Santa Cruz del Ilote-Kolombiya
Dünyanın en kalabalık adası olarak bilinen Santa Cruz del Ilote, Kolombiya kıyılarında bulunan yapay bir ada. Bir futbol alanının yalnızca iki katı büyüklüğünde bir yerde yaşayan halk yaklaşık bin 200 şahıstan oluşuyor. Burada kendinizi yalnız hissetmeyeceksiniz lakin katiyetle çağdaş konfordan uzakta biraz vakit geçireceksiniz. Günde beş saat elektrik olan bu adada musluktan adan su bulmanız da mümkün değil. Bu adanın en farklı özelliklerinden biri de polis olmaması. Zira burada beşerler birbirlerine sonuna kadar güveniyor ve polise muhtaçlık duymuyor. Bu adaya gelmek istiyorsanız biraz tez etmelisiniz. Zira yükselen deniz düzeyleri nedeniyle sonunda büsbütün sular altında kalması bekleniyor.
Changtang-Tibet
‘Dünyanın Çatısı’ olarak bilinen Changtang, çiftlik hayvanlarıyla yaşayan göçebe bir kabile olan Changpa’ya konut sahipliği yapıyor. Etrafı ise tarım yapmak için çok güçlü olduğundan alışverişlerini ticaretle yapıyorlar. Peynir, süt ve işlenmemiş kaşmir üzere hayvansal eserleri tahıllar, kaplar, bıçaklar ve öteki çağdaş ve kullanışlı eserlerle değiştirirler.
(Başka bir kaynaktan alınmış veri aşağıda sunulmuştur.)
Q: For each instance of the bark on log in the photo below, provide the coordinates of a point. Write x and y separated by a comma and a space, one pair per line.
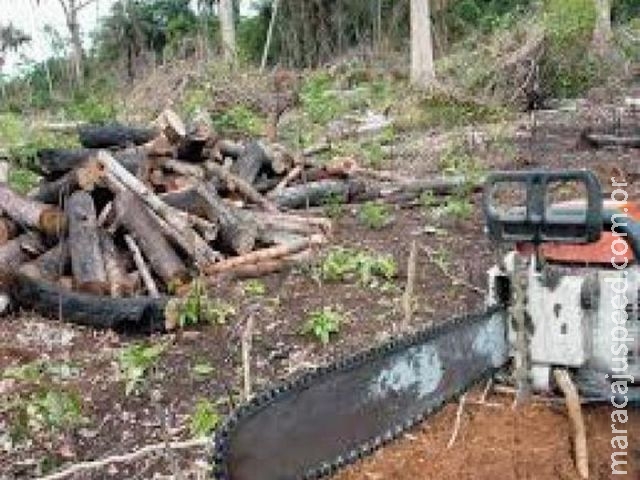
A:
119, 283
51, 265
114, 135
245, 189
48, 219
138, 315
87, 262
19, 250
183, 234
133, 215
312, 194
248, 165
236, 234
8, 229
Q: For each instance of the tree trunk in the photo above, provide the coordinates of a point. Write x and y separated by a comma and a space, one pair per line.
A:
87, 262
19, 250
133, 215
49, 219
51, 265
131, 315
237, 234
602, 33
422, 68
119, 283
228, 29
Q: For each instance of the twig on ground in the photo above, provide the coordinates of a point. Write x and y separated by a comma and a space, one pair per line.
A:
128, 457
456, 281
456, 425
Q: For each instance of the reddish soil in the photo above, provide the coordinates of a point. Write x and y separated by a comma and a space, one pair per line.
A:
493, 442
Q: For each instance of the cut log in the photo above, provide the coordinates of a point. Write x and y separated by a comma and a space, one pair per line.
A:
87, 262
54, 162
245, 189
145, 274
8, 229
85, 177
51, 265
19, 250
183, 234
236, 234
139, 315
312, 194
278, 158
134, 216
265, 254
248, 165
114, 135
48, 219
119, 283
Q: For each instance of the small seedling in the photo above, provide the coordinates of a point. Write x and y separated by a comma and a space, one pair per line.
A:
375, 215
343, 264
204, 418
136, 361
202, 370
254, 288
321, 324
55, 410
197, 307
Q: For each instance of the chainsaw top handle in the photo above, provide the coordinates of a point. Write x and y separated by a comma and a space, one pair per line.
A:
517, 207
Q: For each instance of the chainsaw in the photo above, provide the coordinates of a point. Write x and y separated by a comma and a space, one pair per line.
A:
550, 304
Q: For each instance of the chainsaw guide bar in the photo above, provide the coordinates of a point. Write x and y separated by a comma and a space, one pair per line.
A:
331, 417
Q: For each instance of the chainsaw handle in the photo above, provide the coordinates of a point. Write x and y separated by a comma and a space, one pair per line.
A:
534, 222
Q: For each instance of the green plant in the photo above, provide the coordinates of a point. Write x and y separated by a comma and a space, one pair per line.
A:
54, 409
342, 264
239, 119
204, 418
321, 324
135, 362
375, 215
334, 206
254, 288
197, 307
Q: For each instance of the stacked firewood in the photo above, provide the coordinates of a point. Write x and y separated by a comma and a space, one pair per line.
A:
117, 227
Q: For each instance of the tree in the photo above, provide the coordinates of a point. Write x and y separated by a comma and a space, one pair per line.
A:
422, 68
71, 9
228, 30
602, 33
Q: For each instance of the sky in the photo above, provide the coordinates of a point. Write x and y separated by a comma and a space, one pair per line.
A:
32, 18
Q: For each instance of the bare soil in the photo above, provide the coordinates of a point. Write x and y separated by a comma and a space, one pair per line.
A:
494, 441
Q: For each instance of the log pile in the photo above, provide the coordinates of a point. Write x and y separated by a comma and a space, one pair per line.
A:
117, 228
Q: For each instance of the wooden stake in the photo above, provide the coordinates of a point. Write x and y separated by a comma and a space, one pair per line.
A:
574, 409
147, 279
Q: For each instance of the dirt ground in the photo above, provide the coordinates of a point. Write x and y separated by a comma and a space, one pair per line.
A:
494, 441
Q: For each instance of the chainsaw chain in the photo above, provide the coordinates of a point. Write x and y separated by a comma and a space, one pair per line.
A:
222, 435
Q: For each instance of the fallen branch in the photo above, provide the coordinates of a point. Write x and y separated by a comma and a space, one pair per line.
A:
128, 457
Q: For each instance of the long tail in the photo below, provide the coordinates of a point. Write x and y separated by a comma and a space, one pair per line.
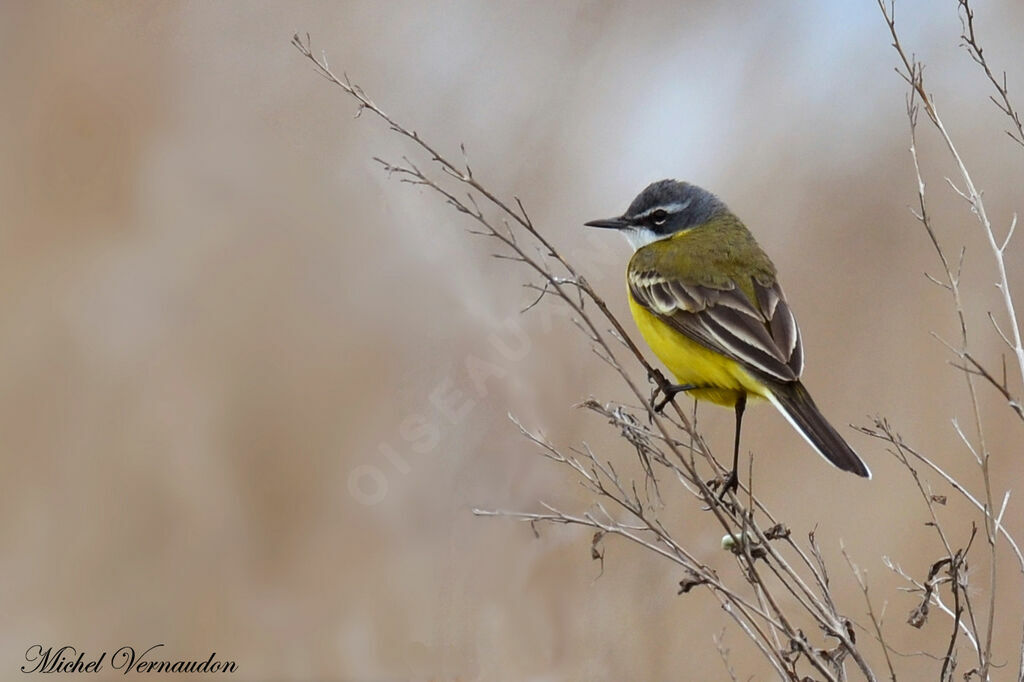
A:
796, 405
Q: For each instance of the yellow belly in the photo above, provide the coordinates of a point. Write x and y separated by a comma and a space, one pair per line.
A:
722, 380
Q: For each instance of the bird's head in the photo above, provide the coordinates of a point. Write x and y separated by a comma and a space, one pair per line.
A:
663, 209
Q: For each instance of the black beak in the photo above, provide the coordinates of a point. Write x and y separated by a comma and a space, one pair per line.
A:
612, 223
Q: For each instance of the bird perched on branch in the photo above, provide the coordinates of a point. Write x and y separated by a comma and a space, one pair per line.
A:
707, 300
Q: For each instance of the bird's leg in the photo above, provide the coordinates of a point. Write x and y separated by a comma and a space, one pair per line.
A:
671, 391
732, 480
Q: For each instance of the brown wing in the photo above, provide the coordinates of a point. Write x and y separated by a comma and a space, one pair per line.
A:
761, 335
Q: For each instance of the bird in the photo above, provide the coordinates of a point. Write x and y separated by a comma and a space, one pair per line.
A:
706, 298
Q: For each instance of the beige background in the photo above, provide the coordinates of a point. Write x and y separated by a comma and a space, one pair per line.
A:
220, 323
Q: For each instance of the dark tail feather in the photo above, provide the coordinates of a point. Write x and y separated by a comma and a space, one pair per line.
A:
796, 405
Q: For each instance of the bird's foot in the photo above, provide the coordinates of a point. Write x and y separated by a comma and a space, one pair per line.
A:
670, 392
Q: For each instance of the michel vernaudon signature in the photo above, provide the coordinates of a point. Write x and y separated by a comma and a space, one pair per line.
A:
126, 658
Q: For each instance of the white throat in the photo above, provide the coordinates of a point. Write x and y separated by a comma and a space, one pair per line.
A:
641, 237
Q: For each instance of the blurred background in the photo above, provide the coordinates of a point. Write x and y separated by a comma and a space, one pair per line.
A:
238, 410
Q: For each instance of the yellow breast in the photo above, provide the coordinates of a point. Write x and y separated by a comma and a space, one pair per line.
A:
692, 364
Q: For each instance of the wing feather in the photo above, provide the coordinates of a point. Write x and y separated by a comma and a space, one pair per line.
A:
762, 335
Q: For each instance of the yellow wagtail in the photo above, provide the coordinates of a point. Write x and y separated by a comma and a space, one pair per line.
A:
706, 299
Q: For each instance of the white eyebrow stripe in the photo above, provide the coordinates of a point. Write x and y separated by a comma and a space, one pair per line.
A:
675, 207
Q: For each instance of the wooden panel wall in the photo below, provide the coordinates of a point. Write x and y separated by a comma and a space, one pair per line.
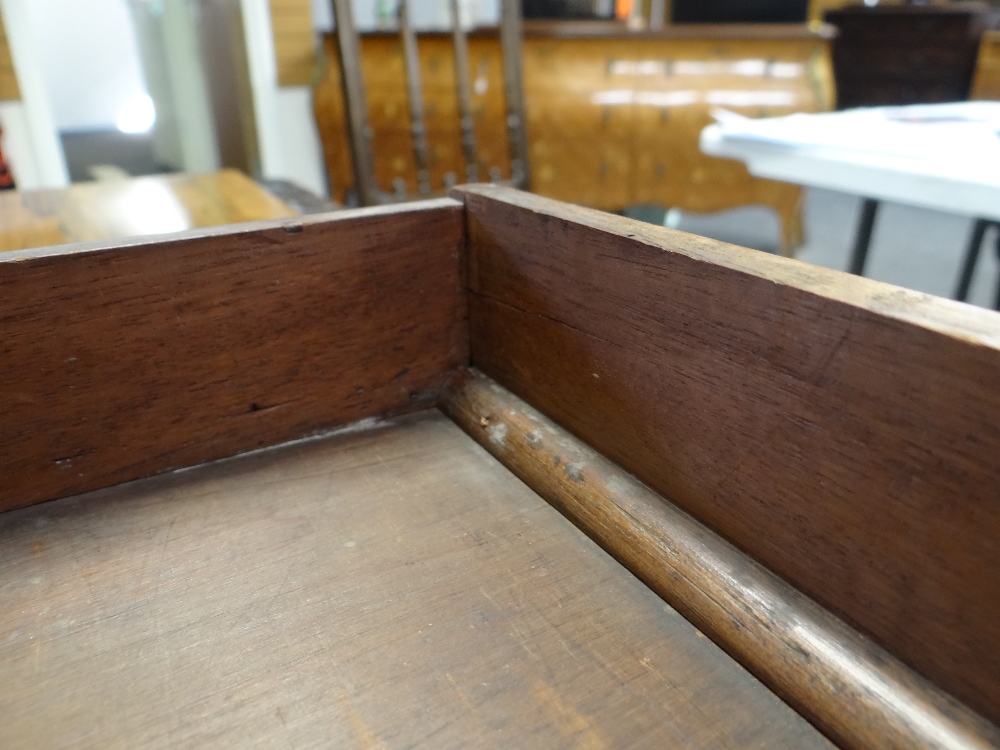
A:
126, 361
9, 88
843, 432
294, 41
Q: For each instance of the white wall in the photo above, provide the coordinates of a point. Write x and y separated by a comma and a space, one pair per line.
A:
88, 59
32, 143
427, 14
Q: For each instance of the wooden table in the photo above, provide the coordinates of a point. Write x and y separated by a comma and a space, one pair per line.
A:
132, 207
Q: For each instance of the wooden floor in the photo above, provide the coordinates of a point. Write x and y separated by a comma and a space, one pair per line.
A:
136, 207
390, 588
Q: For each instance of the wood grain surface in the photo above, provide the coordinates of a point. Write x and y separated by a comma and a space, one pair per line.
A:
843, 432
396, 588
123, 361
136, 207
854, 691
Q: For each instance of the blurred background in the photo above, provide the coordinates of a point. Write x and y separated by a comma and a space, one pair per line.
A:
615, 95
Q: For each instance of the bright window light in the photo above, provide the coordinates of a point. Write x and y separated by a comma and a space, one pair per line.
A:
138, 116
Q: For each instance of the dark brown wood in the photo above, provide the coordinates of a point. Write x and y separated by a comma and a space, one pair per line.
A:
573, 29
387, 589
843, 432
415, 95
855, 692
905, 54
355, 105
118, 362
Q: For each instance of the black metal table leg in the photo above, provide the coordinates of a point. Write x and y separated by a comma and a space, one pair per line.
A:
869, 208
971, 258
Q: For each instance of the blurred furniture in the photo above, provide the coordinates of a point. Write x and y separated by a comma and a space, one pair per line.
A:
613, 115
986, 81
905, 54
739, 11
944, 157
132, 207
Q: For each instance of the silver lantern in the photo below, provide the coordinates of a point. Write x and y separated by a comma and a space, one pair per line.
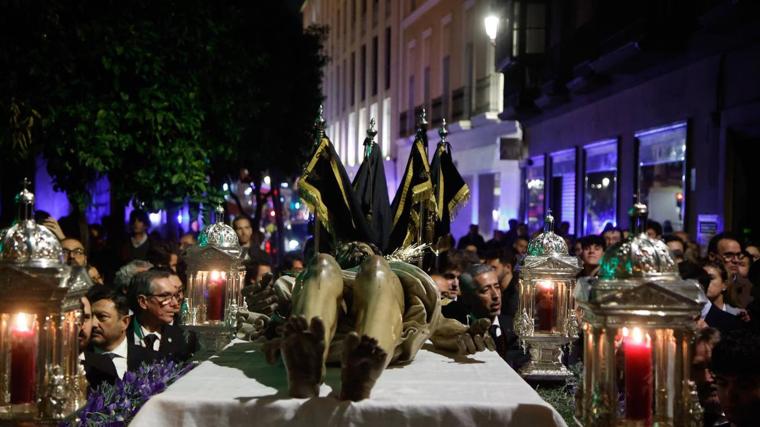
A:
638, 331
546, 319
215, 272
41, 379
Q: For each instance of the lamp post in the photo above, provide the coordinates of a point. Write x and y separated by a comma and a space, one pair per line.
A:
491, 23
215, 274
546, 318
40, 375
638, 333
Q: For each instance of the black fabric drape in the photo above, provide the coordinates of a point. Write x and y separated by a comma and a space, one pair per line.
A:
372, 191
325, 188
415, 191
449, 189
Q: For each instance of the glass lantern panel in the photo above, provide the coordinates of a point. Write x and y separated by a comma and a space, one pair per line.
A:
23, 334
662, 173
562, 198
600, 195
534, 184
546, 305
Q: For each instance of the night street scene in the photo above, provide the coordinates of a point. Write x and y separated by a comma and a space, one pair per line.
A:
380, 212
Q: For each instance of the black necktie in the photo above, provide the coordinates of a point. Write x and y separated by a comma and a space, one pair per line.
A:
500, 342
149, 340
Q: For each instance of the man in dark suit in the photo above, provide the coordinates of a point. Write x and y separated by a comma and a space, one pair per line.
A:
110, 355
155, 298
481, 292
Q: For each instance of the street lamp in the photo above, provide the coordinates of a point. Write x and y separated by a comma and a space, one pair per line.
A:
492, 26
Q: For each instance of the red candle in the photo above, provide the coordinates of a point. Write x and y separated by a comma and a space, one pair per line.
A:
545, 305
215, 298
23, 360
638, 377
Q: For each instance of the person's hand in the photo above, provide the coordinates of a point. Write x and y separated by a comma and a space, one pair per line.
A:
453, 336
51, 224
261, 297
251, 325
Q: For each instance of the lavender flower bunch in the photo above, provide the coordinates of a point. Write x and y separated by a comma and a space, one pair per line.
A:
116, 404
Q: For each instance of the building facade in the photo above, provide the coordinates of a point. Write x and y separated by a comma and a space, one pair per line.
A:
388, 60
648, 98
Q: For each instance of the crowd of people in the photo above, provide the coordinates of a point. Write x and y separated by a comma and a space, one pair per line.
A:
480, 279
134, 314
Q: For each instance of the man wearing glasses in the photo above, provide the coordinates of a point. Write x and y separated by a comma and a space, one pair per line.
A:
74, 255
155, 299
726, 248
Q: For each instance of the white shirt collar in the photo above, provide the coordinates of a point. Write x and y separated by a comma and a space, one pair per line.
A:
137, 244
141, 342
496, 323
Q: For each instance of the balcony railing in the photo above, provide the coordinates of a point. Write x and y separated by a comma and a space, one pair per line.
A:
436, 112
488, 94
460, 104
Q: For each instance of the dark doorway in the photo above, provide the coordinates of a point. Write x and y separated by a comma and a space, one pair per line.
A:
742, 184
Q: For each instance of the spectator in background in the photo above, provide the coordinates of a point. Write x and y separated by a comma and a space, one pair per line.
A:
611, 236
676, 246
163, 255
292, 263
482, 295
503, 264
138, 243
737, 376
511, 235
124, 275
717, 313
472, 237
85, 324
592, 249
741, 291
654, 229
704, 343
691, 249
724, 248
155, 300
502, 261
520, 247
754, 252
187, 240
110, 355
74, 255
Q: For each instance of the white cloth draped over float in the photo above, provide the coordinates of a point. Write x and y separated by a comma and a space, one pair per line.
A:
238, 387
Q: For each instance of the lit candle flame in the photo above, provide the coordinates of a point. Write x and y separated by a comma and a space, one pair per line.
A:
545, 284
21, 322
639, 337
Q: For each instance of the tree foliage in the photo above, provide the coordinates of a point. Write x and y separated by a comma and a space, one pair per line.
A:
165, 97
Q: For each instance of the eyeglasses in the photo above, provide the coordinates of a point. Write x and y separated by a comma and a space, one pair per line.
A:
73, 252
728, 256
166, 298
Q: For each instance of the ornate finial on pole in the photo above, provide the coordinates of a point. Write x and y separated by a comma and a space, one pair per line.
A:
371, 131
369, 141
639, 214
443, 132
548, 221
219, 209
422, 120
319, 124
25, 200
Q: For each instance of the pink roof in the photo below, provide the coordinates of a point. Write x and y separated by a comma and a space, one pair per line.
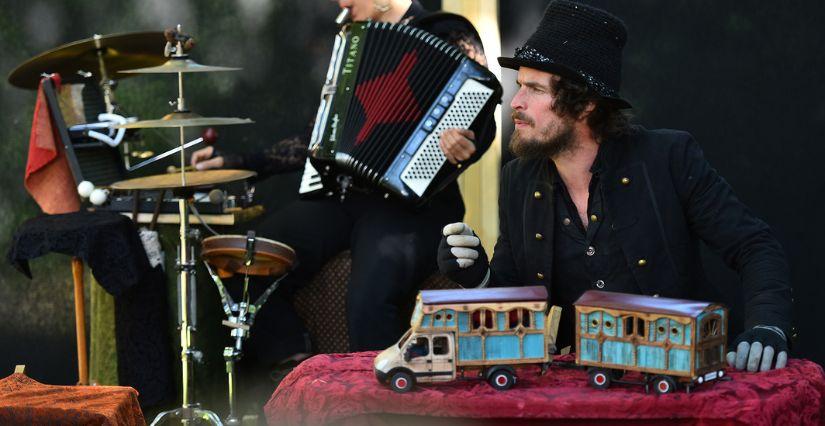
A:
484, 295
640, 303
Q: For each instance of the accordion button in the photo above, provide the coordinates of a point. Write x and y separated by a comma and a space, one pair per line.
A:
429, 124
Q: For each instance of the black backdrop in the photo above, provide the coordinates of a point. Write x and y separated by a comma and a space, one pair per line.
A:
742, 76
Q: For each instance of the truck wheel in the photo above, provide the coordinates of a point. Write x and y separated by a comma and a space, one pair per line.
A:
599, 378
402, 382
502, 380
663, 385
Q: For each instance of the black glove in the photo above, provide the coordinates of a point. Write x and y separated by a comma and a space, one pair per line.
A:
756, 348
461, 256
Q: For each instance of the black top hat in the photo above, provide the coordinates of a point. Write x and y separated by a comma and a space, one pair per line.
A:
577, 41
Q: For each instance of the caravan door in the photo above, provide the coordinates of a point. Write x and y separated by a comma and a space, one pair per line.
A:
443, 357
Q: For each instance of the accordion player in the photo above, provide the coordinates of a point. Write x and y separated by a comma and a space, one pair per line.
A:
391, 89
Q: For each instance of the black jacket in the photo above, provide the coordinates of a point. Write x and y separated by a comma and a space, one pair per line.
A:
664, 198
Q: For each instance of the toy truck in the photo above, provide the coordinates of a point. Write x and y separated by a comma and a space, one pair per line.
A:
670, 341
483, 331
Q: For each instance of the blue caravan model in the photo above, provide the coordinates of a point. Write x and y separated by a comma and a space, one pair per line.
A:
483, 331
670, 341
Burada yaban hayatı da harika hoşlukta. Ömrünüz boyunca ismini bile duymadığınız hayvanlarla burada karşılaşabilirsiniz.
Iquitos-Peru
Hiç bitmeyen Amazon yağmur ormanlarının içine hapsolmuş, yarım milyon nüfuslu bu kent, çağdaş konfordan ödün verebileceğiniz bir macera arıyorsanız, gideceğiniz yer. Oraya sırf uçakla yahut 4 günlük bir tekne çeşidi ile gidebileceğinizi unutmayın. Burada ormanda uzun gezintilerin tadını çıkarabilir, Amazon Nehri’nde gezinebilir ve pembe yunus üzere tahminen de hiç duymadığınız hayvanları seyredebilirsiniz.